We have switched from annotating unrelated genes to annotating genes involved in a narrower biological process. The advantages of this approach are

  1. facilitates coordination with ontology development
  2. makes it easier to do the annotations because we're addressing a single general area of biology
  3. makes it possible to solicit the help of experts to help review the annotations and ensure that nothing is missing.

Topics covered

  • Lung branching morphogenesis (November 2009- March 2010)
  • Heart development (April 2010 - )

Annotation status reporting tool

Sven Heinicke (in Kara Dolinski's group) have started to work on a tool that would display the annotation status of the Panther families. There will be a regularly updated web page that will show the following information:

  1. Panther family ID
  2. Date selected for concurrent annotation
  3. Date Panther family last annotated (tree annotations)
  4. Number of members
  5. Number of RefG members
  6. Number of members with EXP
  7. Date more recent member last annotated
  8. 'Date comprehensively annotated' for groups that can provide this information

Prototype

TreeView

Electronic annotation jamborees

To allow curators to discuss annotation consistency, we hold electronic annotation jamborees three times per year where we discuss annotation of two different genes. The latest was held in February 2010. We discussed SLIT2 (thought to act as molecular guidance cue in cellular migration, and function appears to be mediated by interaction with roundabout homolog receptors) and NIPBL (that probably plays a structural role in chromatin. Involved in sister chromatid cohesion, possibly by interacting with the cohesin complex).

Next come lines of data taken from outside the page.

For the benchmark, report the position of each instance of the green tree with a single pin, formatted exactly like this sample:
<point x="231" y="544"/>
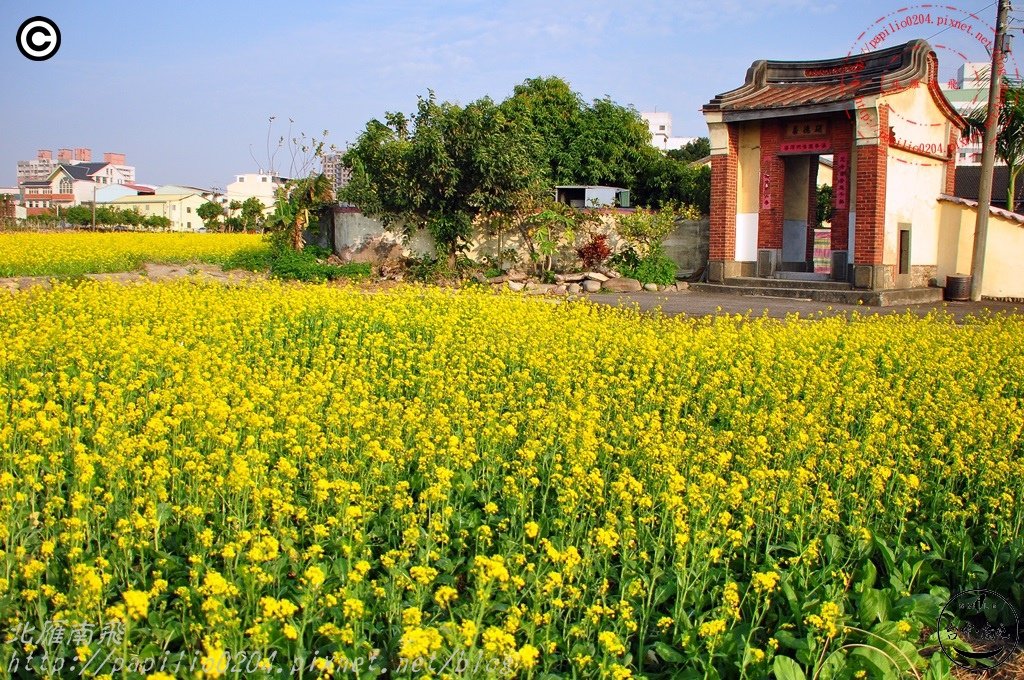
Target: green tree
<point x="579" y="143"/>
<point x="298" y="201"/>
<point x="211" y="214"/>
<point x="253" y="214"/>
<point x="1009" y="139"/>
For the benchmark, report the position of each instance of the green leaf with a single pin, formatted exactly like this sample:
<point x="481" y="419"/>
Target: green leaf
<point x="873" y="606"/>
<point x="938" y="667"/>
<point x="868" y="575"/>
<point x="786" y="669"/>
<point x="668" y="653"/>
<point x="791" y="641"/>
<point x="877" y="664"/>
<point x="834" y="667"/>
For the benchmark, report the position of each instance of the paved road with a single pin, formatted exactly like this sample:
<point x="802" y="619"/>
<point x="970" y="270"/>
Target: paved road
<point x="701" y="304"/>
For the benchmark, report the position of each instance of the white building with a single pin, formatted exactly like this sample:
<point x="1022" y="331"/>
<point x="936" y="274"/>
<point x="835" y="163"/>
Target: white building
<point x="659" y="124"/>
<point x="181" y="209"/>
<point x="259" y="184"/>
<point x="968" y="93"/>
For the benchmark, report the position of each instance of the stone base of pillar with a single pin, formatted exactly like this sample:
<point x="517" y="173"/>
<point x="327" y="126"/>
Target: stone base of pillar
<point x="840" y="270"/>
<point x="873" y="277"/>
<point x="719" y="270"/>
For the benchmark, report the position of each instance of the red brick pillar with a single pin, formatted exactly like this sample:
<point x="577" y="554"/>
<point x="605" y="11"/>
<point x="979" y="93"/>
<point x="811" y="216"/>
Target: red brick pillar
<point x="871" y="170"/>
<point x="842" y="138"/>
<point x="950" y="187"/>
<point x="771" y="210"/>
<point x="722" y="246"/>
<point x="812" y="208"/>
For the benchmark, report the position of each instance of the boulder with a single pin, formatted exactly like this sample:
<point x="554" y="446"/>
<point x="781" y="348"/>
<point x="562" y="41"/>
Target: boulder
<point x="539" y="289"/>
<point x="623" y="285"/>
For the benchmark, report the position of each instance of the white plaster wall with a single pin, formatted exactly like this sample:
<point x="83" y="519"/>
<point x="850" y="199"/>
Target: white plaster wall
<point x="747" y="237"/>
<point x="911" y="184"/>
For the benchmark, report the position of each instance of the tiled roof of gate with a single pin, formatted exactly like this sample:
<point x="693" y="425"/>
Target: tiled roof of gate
<point x="778" y="85"/>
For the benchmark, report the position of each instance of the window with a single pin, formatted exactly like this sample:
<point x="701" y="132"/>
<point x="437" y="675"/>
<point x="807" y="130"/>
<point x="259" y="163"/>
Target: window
<point x="904" y="248"/>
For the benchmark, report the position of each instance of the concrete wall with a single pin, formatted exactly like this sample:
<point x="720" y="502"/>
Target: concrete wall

The major action item from this meeting was the need to improve the representation of neuronal processes.

GO annotation camp

The SIB group in Geneva will host a meeting in June 2010 where annotators will meet to resolve specific annotation issues. The outcome of this meeting will be clear documentation about a number of focused topics. Unless we decide to change those at the GOC meeting, the plan is to discuss :

  • Binding and complexes (finalize protein binding documentation, see Binding_terms_working_group
  • Use of regulation
  • Response to terms, how will these relate to signaling terms and to final cellular effect
  • How is a downstream effect defined (i.e when not to capture phenotypes )

Advertising ref genomes at the MODs

New annotators

We are very pleased to announce that Swiss-Prot annotators are now doing GO annotation. Emily Dimmer and Rachael Huntley trained 34 annotators during the past year.